11.3 Electrical and Water Supply Requirements

Power Supply: 63-amp three-phase power at 415V, 50Hz.
Electrical Enclosures: Must be IP55 or IP68 rated, depending on exposure.
Air Supply: Provided by a Kaeser rotary screw compressor (32 cubic feet per minute) for spray bar and pneumatic functions.
Water Supply: A consistent water supply is critical for the operation of the spray bar header tank and the UV module.

12.1 Legislation, Standards and Codes

IWHC operations must comply with international standards including the IMO Biofouling Management Guidelines, MARPOL Annex V, ISO 20679:2025, as well as regional regulations such as Australia’s National Biofouling Management Guidelines and New Zealand's Craft Risk Management Standard.

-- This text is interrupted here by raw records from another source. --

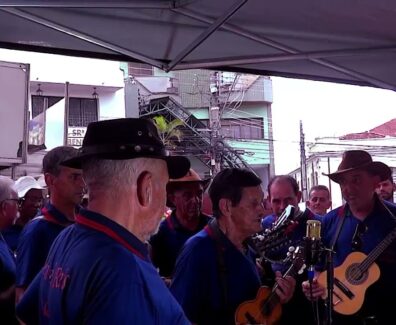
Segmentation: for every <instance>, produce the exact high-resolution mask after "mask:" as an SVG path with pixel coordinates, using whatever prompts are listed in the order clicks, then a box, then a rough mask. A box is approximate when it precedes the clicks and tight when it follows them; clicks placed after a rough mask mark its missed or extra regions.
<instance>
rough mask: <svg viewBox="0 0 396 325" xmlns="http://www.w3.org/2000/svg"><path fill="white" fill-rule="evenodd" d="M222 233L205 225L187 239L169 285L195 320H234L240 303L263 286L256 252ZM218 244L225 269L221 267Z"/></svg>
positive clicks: (253, 295) (178, 299) (223, 323)
mask: <svg viewBox="0 0 396 325" xmlns="http://www.w3.org/2000/svg"><path fill="white" fill-rule="evenodd" d="M219 237H220V238H219V240H217V239H215V237H214V235H213V232H212V231H211V228H210V227H208V226H206V227H205V228H204V229H203V230H202V231H200V232H199V233H198V234H196V235H194V236H193V237H191V238H190V239H189V240H188V241H187V242H186V244H185V245H184V247H183V249H182V251H181V253H180V255H179V257H178V259H177V262H176V268H175V272H174V276H173V279H172V283H171V287H170V289H171V291H172V293H173V295H174V296H175V297H176V299H177V300H178V301H179V303H180V304H181V305H182V307H183V309H184V312H185V313H186V315H187V317H188V318H189V320H190V321H191V322H192V323H198V324H200V325H203V324H235V320H234V319H235V311H236V309H237V307H238V306H239V305H240V304H241V303H242V302H245V301H247V300H251V299H254V298H255V297H256V295H257V291H258V289H259V287H260V278H259V274H258V271H257V267H256V263H255V258H254V254H253V252H252V251H250V250H248V251H247V254H243V253H242V252H241V251H239V250H238V249H237V248H236V247H235V246H234V244H232V243H231V242H230V241H229V239H228V238H227V237H226V236H225V235H224V234H223V233H221V232H220V236H219ZM218 244H220V245H221V251H222V253H223V261H224V266H225V270H224V272H220V271H219V260H218V246H216V245H218ZM220 273H222V275H220ZM220 276H222V277H224V278H223V280H222V279H221V278H220ZM224 286H225V287H226V288H224ZM225 292H226V293H227V294H225ZM225 296H226V297H225Z"/></svg>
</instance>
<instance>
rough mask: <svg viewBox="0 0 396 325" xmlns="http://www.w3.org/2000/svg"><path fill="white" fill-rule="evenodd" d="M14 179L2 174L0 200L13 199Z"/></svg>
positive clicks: (14, 193)
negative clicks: (2, 174) (5, 175)
mask: <svg viewBox="0 0 396 325" xmlns="http://www.w3.org/2000/svg"><path fill="white" fill-rule="evenodd" d="M15 193H16V191H15V189H14V181H13V180H12V179H11V178H9V177H6V176H0V202H3V201H4V200H8V199H12V198H13V197H12V195H13V194H15Z"/></svg>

12.2 Biosecurity Requirements

Implement pre-cleaning inspections to establish baseline conditions, continuously monitor biofouling levels via MarineStream™, and ensure that at least 95% of dislodged fouling is captured. Post-clean verification must be documented to meet biosecurity standards.

12.3 Waste Disposal

Waste streams (biological material, cleaning residues, process water) must be segregated and securely contained. Disposal must be carried out using approved methods with all treatment records and certificates retained.

12.4 Environmental Monitoring

Regular testing of water quality (turbidity, total suspended solids, pH, dissolved oxygen, specific contaminants, and biological indicators) is essential. All monitoring data must be recorded in MarineStream™ for review and continuous improvement.